Hey everyone, hope you’re having an amazing day today. Today, we’re going to prepare a special dish, quiche lorraine. One of my favorites. For mine, I am going to make it a little bit unique. This is gonna smell and look delicious.
Quiche Lorraine with a buttery crust and a tender filling with our favorite food group - bacon! The mother of all quiche recipes is the Quiche Lorraine, a light custard with lots of bacon in a buttery crust. Quiche Lorraine - buttery crust, filled with bacon, cheese and topped with a creamy custard, is a great dish to serve for breakfast or lunch or as an.
Quiche Lorraine is one of the most favored of recent trending meals on earth. It is enjoyed by millions every day. It is easy, it’s fast, it tastes delicious. They’re fine and they look wonderful. Quiche Lorraine is something which I have loved my whole life.
To get started with this particular recipe, we must first prepare a few components. You can have quiche lorraine using 8 ingredients and 6 steps. Here is how you can achieve that.
The ingredients needed to make Quiche Lorraine:
- Get 1 tbsp olive oil
- Get 6 lean rashers of smoked bacon
- Take 4 large eggs
- Prepare 280 ml single cream
- Take 150 ml milk
- Get 140 grams gruyere cheese grated
- Get Grated nutmeg
- Make ready 2 24 cm pastry cases
All other quiches will fail in comparison to this Quiche Lorraine from Delish.com.
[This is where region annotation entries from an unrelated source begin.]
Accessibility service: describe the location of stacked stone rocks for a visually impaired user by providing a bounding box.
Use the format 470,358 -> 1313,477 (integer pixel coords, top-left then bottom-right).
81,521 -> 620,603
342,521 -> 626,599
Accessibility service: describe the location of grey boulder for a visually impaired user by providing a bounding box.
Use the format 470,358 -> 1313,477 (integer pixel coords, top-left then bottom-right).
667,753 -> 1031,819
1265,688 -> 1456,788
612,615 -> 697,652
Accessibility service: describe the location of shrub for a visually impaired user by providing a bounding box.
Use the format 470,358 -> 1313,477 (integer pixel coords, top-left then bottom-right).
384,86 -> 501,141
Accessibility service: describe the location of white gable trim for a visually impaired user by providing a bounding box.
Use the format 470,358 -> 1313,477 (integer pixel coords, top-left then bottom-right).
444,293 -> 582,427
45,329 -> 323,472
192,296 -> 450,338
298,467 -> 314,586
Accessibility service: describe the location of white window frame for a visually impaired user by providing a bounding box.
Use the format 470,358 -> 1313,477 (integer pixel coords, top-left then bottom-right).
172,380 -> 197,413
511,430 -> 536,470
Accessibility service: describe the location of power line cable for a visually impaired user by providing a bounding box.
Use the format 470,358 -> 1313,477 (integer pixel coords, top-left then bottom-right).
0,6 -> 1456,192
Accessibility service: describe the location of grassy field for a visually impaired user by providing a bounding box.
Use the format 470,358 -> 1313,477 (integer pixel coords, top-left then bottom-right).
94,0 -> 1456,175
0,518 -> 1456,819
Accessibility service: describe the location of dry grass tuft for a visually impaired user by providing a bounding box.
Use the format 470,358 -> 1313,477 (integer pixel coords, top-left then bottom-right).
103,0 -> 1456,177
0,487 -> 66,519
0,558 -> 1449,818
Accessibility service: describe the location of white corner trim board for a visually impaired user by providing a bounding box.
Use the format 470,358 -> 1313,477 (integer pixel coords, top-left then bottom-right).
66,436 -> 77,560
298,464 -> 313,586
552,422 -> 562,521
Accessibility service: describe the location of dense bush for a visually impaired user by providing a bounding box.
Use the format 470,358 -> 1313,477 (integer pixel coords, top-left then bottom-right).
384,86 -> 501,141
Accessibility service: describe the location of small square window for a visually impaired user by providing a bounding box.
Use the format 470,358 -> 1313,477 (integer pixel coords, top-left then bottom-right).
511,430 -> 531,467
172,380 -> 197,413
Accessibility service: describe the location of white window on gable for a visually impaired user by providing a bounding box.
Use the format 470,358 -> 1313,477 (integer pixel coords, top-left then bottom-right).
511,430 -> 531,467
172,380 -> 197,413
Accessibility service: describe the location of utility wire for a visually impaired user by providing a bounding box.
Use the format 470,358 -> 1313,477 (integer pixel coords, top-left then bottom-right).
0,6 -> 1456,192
Cheese is essential for Quiche Lorraine. We like to use Gruyère, but a good shredded Swiss. Quiche (/ˈkiːʃ/ KEESH) is a French tart consisting of pastry crust filled with savoury custard and pieces of cheese, meat, seafood or vegetables.
Instructions to make Quiche Lorraine:
- Preheat oven to gas mark 6
- Heat olive oil in a frying pan and fry bacon until lightly cook.
- Beat eggs and add cream, milk, grated cheese, nutmeg and seasoning.
- Stir in half the chopped bacon and pour mixture into two 24cm pastry cases.
- Scatter remaining bacon on top of quiche.
- Bake for 30 min until filling is set, and golden brown. Remove and allow to cool before removing from the tin.
Since then we have gone through what has amounted to the quiching of America. Quiche Lorraine—eggs, Swiss cheese and bacon baked in a pie crust—is the cornerstone of any traditional brunch. This quiche freezes beautifully for up to three months. After baking and cooling the quiche, wrap it in a layer of plastic wrap and then a layer of aluminum foil. Your quiche Lorraine can be eaten hot from the oven or served in cold slices the next day.